The study trip was particularly poignant as it happened in the build up to Remembrance Day, which many cadets will mark in their hometowns with parades and fundraising activities.
Cadets from across Wales take part in unique Somme battlefield study
During October half term 32 CCF and ACF cadets from across Wales travelled to France as part of Exercise Dragon Reflect, a unique battlefield study at sites of the First World War.
Colonel David Hammond, Colonel Cadets of Wales, said: “There were few households in Britain that were untouched by the events of the Great War.
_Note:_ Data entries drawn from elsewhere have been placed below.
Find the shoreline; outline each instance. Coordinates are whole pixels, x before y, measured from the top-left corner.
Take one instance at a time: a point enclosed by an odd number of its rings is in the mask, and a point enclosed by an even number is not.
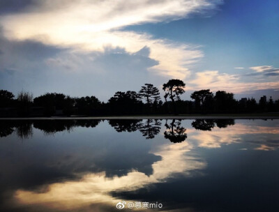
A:
[[[52,117],[6,117],[4,120],[74,120],[74,119],[279,119],[279,114],[193,114],[153,116],[52,116]]]

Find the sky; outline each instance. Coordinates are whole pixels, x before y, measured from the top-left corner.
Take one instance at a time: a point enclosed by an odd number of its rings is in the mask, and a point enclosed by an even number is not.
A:
[[[0,89],[107,101],[159,88],[279,98],[278,0],[0,0]]]

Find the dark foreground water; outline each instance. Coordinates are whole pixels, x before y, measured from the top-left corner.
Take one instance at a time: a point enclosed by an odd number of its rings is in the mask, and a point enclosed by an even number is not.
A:
[[[1,211],[279,211],[279,120],[1,121],[0,137]]]

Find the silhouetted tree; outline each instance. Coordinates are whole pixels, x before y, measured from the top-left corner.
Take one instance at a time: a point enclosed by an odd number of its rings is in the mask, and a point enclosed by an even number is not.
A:
[[[172,119],[169,125],[167,120],[165,124],[166,130],[164,132],[165,138],[168,139],[172,143],[181,143],[187,138],[187,134],[185,133],[186,129],[181,126],[181,121]]]
[[[142,102],[135,91],[118,91],[108,102],[112,114],[138,114],[142,111]]]
[[[164,98],[167,101],[167,98],[169,97],[172,102],[174,112],[176,114],[174,100],[179,100],[179,95],[185,92],[185,83],[180,80],[169,80],[169,82],[163,85],[163,89],[166,91]]]
[[[269,103],[267,103],[267,109],[269,112],[274,112],[274,103],[271,96],[269,98]]]
[[[234,93],[225,91],[218,91],[214,96],[215,110],[216,112],[230,112],[235,109],[236,102]]]
[[[33,103],[33,94],[22,91],[17,95],[17,108],[20,116],[27,116],[30,114],[31,106]]]
[[[145,123],[141,124],[140,131],[146,139],[151,139],[160,132],[160,128],[161,123],[159,120],[147,119]]]
[[[204,112],[204,102],[206,100],[211,100],[213,96],[213,95],[209,89],[195,91],[190,96],[191,98],[195,100],[195,105],[197,107],[202,107],[202,112]]]
[[[250,99],[248,98],[246,103],[246,107],[247,107],[247,110],[249,112],[254,112],[257,110],[257,102],[255,100],[255,98],[251,98]]]
[[[7,90],[0,90],[0,107],[10,107],[15,96]]]
[[[74,112],[74,99],[71,98],[69,96],[67,96],[64,100],[63,105],[63,113],[68,116],[73,114]]]
[[[93,96],[76,98],[75,103],[78,113],[82,114],[98,114],[102,106],[100,101]]]
[[[150,108],[152,103],[158,103],[160,100],[160,92],[152,84],[146,83],[144,85],[139,91],[139,97],[146,99],[147,106]]]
A century on, it’s unsurprising that the conduct of that global struggle figures large in the collective memory of modern Britain.
“In this centenary period of commemoration, it is especially fitting that our cadets and adult volunteers have the opportunity to gain greater understanding of the parts played by their forbears through Operation Reflect and Exercise Dragon Reflect.”
Operation Reflect and Exercise Dragon Reflect aim to ensure that people around the United Kingdom remember the sacrifices of Service Personnel, who fought to protect the freedoms and values that we now enjoy.
The long-running Operation Reflect competition was arranged and facilitated by 160th Infantry Brigade and Headquarters Wales, the only Brigade to run a competition that takes the winners to the battlefields.
Cadets across Wales competed to take part in Exercise Dragon Reflect by producing a Remembrance themed research project about Passchendaele.
Following the project, four teams of cadets (from Treorchy School Combined Cadet Force, Clwyd and Gwynedd, Dyfed and Glamorgan, and Gwent and Powys ACF) were selected to take part in the Exercise - and for many cadets this was their first experience of travelling abroad.
The first stop for the cadets was a visit to the Thiepval Memorial to the Missing of the Somme, followed by a number of other key sites including Fricourt Cemetery, where 17,000 German soldiers were buried, and the site where the 38th (Welsh) Division fought at Mametz Wood. At each of the key sites of the battlefield study tour the teams were challenged to produce a presentation, based on their research in to the sites and the back-stories of people who were part of the First World War.
The trip was led by experienced battlefield historian and guide Lieutenant Colonel Ian R Gumm TD and was funded under Operation Reflect, the Army's five-year commemoration of the First World War.